You must rehearse and think through all of your back up steps. If you are lucky you will find flaws in your plan during rehearsals instead of when you go to restore. For example tape back up procedures are notorious for writing out years incremental back ups that don’t work during a restore attempt. Use a system that allows safe rehearsals (such as trying to boot from a bootable back up or inspect a file from an Acronis image or Time Machine archive). Plans that only allow restores are not safely rehearsable (if the rehearsal fails you damage something on your primary machine). Also: if you are really trying to restore you are not likely to be in a good mood, iron out potential kinks with rehearsals not during a panic.
No plan is perfect- we can not cheaply eliminate all risk. In this case what we can do is eliminate exposure to likely scenarios. Data loss can still happen, but it does not have to be not inevitable.
Update 7-8-2011: Survived a double failure. MacBook Pro logic board died. Dock burned up trying to duplicate TimeCapsule contents. In the end MacBook Pro was repaired with no cost or data-loss (yey Apple care and Boo defective Nvidia chips) and TimeCapsule was able to back up to another USB drive. So came out of a double failure with two usable copies of the data.
For Linux machines adding a second drive devoted to Rsnapshot right in the case (like TimeCapsule inside the box, still need external backup rotation of course).
Categories: Administrativia Opinion Public Service Article
jmount
Data Scientist and trainer at Win Vector LLC. One of the authors of Practical Data Science with R.
This article was timely, John. I ended up buying that Thermaltake SATA dock to pull the data off two of my old HDDs. If I hadn’t seen this post, I’m not sure I’d have known it existed.

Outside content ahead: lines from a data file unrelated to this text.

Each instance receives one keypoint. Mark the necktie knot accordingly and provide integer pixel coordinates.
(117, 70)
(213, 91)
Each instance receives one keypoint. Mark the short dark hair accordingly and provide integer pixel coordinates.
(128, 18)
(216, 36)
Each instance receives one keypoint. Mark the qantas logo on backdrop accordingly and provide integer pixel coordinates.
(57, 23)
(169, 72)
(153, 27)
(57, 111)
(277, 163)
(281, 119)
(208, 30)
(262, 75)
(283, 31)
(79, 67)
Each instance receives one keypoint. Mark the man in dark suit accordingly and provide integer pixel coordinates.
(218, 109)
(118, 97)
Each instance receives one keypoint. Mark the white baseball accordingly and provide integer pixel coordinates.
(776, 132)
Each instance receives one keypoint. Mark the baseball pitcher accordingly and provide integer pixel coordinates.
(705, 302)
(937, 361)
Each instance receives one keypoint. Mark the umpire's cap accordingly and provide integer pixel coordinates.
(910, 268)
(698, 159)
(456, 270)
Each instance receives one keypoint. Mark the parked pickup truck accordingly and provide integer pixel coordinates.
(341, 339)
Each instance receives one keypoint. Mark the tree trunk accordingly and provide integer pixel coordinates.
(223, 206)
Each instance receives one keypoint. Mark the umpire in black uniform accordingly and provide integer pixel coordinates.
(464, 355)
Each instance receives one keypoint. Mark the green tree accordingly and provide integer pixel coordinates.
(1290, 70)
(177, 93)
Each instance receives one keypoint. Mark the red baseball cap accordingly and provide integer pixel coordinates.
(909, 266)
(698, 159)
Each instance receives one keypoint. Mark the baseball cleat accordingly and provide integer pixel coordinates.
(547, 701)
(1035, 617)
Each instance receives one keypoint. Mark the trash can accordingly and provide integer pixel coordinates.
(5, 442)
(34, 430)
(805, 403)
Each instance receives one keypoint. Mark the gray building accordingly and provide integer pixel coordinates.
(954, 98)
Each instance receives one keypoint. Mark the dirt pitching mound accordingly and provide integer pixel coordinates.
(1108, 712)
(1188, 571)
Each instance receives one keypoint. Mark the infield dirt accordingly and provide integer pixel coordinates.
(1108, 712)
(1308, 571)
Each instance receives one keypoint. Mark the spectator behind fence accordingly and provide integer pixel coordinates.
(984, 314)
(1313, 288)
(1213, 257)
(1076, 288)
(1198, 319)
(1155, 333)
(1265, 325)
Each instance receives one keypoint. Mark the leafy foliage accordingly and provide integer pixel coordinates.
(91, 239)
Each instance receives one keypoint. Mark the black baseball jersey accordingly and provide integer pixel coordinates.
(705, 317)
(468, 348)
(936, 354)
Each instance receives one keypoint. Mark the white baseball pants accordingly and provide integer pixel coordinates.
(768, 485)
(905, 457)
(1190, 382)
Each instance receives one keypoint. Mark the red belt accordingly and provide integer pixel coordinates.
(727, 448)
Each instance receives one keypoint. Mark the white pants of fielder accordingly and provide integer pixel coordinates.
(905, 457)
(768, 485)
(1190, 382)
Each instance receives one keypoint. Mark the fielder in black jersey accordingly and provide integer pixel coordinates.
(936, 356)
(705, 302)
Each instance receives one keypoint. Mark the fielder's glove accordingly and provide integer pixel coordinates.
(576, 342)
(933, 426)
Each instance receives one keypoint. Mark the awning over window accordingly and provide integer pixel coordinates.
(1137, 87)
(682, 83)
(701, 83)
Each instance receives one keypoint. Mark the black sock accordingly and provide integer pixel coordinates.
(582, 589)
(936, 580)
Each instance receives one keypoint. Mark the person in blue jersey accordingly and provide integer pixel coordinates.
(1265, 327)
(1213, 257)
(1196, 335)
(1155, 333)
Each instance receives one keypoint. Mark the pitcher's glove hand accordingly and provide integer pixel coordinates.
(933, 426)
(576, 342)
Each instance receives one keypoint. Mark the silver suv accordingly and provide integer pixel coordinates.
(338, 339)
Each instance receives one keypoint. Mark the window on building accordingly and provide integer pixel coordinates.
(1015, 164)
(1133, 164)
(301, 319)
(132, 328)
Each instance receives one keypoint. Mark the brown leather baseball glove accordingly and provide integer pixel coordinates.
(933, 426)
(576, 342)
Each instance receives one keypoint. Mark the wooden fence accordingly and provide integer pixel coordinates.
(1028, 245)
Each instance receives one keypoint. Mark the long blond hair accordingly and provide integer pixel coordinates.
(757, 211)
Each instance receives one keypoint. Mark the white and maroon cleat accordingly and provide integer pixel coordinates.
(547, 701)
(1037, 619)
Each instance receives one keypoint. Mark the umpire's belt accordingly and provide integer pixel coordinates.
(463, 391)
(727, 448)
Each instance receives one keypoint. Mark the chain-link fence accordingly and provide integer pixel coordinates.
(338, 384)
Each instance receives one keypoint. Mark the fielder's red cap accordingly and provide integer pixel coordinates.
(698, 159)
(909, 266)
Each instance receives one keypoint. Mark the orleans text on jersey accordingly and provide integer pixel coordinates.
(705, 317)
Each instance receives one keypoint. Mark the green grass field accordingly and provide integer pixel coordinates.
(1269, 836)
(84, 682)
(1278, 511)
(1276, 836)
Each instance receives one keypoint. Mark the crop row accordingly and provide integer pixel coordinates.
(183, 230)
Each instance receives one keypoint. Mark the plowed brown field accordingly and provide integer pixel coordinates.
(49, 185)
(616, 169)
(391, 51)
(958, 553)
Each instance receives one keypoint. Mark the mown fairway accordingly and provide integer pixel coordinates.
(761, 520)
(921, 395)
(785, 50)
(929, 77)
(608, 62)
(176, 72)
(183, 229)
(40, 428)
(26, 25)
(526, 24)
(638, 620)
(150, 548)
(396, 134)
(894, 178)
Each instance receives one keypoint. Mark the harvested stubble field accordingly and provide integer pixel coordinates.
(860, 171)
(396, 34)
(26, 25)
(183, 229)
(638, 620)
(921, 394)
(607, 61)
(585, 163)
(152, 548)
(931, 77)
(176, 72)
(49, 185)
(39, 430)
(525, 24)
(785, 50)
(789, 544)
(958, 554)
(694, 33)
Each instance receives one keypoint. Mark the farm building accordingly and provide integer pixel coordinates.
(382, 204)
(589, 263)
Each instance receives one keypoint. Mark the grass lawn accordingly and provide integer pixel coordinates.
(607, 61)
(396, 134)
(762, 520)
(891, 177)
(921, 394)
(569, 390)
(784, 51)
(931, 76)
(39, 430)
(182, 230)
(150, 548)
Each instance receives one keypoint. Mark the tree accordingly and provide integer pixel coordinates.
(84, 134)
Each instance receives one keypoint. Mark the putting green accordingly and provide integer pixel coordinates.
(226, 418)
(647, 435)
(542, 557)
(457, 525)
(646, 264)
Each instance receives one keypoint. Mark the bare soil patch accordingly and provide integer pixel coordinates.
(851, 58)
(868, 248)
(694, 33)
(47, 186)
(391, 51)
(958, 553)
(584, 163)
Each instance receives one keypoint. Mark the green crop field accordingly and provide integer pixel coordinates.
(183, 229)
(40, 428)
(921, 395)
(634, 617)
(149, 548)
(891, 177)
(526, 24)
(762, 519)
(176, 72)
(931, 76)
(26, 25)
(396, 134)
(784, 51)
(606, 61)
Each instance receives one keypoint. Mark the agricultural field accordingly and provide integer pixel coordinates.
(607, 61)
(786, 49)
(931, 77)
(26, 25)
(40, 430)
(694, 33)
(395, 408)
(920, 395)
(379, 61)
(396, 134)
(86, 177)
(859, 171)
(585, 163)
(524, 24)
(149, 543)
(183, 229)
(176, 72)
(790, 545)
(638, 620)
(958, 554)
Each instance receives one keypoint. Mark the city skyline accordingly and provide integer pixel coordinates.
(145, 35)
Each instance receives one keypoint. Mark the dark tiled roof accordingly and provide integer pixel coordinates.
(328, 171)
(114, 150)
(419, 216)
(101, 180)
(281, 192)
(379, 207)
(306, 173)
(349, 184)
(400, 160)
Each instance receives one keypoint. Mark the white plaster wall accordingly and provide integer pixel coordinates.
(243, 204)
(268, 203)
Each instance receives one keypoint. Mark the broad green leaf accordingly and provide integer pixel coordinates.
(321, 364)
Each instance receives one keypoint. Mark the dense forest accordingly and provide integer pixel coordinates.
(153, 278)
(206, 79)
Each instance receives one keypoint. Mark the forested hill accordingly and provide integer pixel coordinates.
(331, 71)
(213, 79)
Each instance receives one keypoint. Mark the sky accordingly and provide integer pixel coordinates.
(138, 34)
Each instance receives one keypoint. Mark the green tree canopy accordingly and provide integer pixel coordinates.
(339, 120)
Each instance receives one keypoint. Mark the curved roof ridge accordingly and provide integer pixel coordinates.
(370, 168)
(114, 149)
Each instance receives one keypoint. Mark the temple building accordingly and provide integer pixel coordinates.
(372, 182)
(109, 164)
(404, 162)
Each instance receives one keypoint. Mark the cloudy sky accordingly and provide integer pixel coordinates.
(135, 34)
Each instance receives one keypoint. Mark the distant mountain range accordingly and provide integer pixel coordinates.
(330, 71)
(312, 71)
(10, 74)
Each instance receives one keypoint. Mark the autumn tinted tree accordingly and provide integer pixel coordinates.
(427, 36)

Now to save my pennies for a Time Capsule…
@Kevin
Or just define a work-flow using TimeMachine without TimeCapsule (though for multiple machines I like something like TimeCapsule).
You acknowledge that when your drive fails, you will lose a day of productivity as you restore your drive. Have you considered using a RAID configuration to square the probability of losing the day’s productivity? It’s not a backup solution because you are still susceptible to viruses or fire/flood/theft, but it is much easier to hot-swap a failed drive and have it rebuild while you keep working than it is to have to take a day off to fix your computers.